Office of the Clinical Director, National Human Genome Research Institute, National Institutes of Health , Bethesda, MD, USA.
Medical Genetics Branch, National Human Genome Research Institute, National Institutes of Health , Bethesda, MD, USA.
Platelets. 2020 May 18;31(4):544-547. doi: 10.1080/09537104.2019.1663810. Epub 2019 Sep 5.
Hermansky-Pudlak syndrome (HPS) is a rare autosomal recessive disorder characterized by defective biogenesis of lysosome-related organelles.
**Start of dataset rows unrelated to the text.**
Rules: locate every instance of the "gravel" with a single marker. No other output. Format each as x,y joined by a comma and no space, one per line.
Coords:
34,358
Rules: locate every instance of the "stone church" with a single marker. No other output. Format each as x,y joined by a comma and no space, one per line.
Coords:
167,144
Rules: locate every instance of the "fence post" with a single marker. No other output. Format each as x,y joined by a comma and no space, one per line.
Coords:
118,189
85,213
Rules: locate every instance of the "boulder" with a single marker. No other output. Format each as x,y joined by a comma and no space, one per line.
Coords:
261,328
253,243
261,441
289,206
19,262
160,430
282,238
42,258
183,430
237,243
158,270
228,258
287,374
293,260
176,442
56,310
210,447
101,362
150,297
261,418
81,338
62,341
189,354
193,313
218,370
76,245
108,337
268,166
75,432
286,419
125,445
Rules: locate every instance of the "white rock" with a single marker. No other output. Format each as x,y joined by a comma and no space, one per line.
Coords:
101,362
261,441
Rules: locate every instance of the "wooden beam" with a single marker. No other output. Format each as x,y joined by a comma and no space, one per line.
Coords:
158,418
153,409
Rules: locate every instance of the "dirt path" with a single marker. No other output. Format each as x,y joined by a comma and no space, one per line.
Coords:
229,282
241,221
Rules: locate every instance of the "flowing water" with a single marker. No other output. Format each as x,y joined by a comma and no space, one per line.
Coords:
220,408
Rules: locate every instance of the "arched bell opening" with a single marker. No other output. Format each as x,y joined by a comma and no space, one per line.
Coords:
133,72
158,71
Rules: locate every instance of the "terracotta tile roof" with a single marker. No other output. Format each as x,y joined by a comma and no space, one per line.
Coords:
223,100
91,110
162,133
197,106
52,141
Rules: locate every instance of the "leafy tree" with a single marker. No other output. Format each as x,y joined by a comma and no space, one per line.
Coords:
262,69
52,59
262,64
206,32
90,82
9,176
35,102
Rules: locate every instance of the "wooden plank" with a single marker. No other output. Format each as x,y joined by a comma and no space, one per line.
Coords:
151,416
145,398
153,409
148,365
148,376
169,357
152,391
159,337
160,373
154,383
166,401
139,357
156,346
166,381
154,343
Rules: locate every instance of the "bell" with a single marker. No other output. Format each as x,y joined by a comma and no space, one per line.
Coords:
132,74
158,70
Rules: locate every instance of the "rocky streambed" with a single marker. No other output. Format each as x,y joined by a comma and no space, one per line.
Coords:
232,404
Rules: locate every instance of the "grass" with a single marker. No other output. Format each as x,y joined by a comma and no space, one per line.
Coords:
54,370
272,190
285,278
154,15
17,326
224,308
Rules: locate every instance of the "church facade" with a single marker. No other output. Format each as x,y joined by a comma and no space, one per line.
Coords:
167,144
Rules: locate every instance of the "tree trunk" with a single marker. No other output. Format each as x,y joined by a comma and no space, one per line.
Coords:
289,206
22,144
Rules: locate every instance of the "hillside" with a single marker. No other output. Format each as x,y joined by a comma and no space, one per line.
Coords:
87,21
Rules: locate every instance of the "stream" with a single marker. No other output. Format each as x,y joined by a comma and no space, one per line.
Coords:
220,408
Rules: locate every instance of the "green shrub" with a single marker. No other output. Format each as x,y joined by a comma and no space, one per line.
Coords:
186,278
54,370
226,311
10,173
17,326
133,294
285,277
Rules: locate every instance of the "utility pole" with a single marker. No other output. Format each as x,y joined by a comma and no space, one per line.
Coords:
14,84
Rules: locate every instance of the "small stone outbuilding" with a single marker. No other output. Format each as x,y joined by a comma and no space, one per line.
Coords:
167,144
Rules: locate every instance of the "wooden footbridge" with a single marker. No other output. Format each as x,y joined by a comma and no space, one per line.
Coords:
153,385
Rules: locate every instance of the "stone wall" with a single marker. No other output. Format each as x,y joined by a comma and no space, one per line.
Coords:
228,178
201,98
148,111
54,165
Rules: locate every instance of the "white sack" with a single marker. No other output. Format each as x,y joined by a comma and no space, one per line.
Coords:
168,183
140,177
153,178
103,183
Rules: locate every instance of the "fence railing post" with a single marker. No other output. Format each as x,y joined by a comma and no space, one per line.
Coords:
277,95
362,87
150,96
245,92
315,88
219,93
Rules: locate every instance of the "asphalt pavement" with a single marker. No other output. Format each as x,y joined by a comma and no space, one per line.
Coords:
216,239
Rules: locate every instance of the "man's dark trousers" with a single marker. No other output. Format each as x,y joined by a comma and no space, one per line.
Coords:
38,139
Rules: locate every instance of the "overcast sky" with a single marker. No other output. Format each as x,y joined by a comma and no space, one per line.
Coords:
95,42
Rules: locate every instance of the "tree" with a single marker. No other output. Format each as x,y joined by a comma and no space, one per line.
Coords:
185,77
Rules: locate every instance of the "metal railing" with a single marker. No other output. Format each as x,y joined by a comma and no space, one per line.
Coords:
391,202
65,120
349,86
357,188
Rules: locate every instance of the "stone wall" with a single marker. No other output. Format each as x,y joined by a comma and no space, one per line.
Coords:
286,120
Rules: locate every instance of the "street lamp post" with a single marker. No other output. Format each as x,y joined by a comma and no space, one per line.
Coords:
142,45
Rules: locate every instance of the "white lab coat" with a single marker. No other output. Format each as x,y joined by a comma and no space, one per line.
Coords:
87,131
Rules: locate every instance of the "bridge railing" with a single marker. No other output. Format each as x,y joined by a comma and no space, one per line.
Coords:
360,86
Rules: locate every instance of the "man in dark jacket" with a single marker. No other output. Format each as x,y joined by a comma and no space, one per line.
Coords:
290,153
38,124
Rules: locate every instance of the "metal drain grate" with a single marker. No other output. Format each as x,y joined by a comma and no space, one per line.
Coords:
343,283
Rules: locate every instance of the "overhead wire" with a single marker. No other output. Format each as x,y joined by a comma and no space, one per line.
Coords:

Clinical manifestations include a bleeding diathesis due to a platelet delta storage pool deficiency, oculocutaneous albinism, inflammatory bowel disease, neutropenia, and pulmonary fibrosis. Ten genes associated with HPS are identified to date, and each gene encodes a protein subunit of either Biogenesis of Lysosome-related Organelles Complex (BLOC)-1, BLOC-2, BLOC-3, or the Adaptor Protein-3 complex. Several genetic variants and phenotypic heterogeneities are reported in individuals with HPS, who generally exhibit easy bruisability and increased bleeding. Desmopressin, pro-coagulants, or platelet transfusion may be used as prophylaxis or treatment for excessive bleeding in patients with HPS. However, response to desmopressin can be variable. Platelets are effective in preventing or treating bleeding in individuals with HPS, but platelets should be transfused judiciously to limit alloimmunization in patients with HPS who are at risk of developing pulmonary fibrosis and may be potential candidates for lung transplantation. The discovery of new genes associated with HPS in people with excessive bleeding and hypopigmentation of unknown etiology may be facilitated by the use of next-generation sequencing or panel-based genetic testing.
Hermansky-Pudlak 综合征(HPS)是一种罕见的常染色体隐性遗传病,其特征是溶酶体相关细胞器的生物发生缺陷。临床表现包括由于血小板δ储存池缺乏导致的出血倾向、眼皮肤白化病、炎症性肠病、中性粒细胞减少症和肺纤维化。迄今为止,已经确定了与 HPS 相关的 10 个基因,每个基因编码 Biogenesis of Lysosome-related Organelles Complex(BLOC)-1、BLOC-2、BLOC-3 或 Adaptor Protein-3 复合物的一种蛋白亚基。在 HPS 患者中报告了几种遗传变异和表型异质性,他们通常表现出易瘀伤和出血增加。去氨加压素、促凝血剂或血小板输注可用于预防或治疗 HPS 患者的过度出血。然而,去氨加压素的反应可能会有所不同。血小板可有效预防或治疗 HPS 患者的出血,但应谨慎输注血小板,以限制有发生肺纤维化风险且可能是肺移植潜在候选者的 HPS 患者的同种免疫。通过使用下一代测序或基于面板的基因检测,可能有助于发现与不明病因的过度出血和色素减退的 HPS 患者相关的新基因。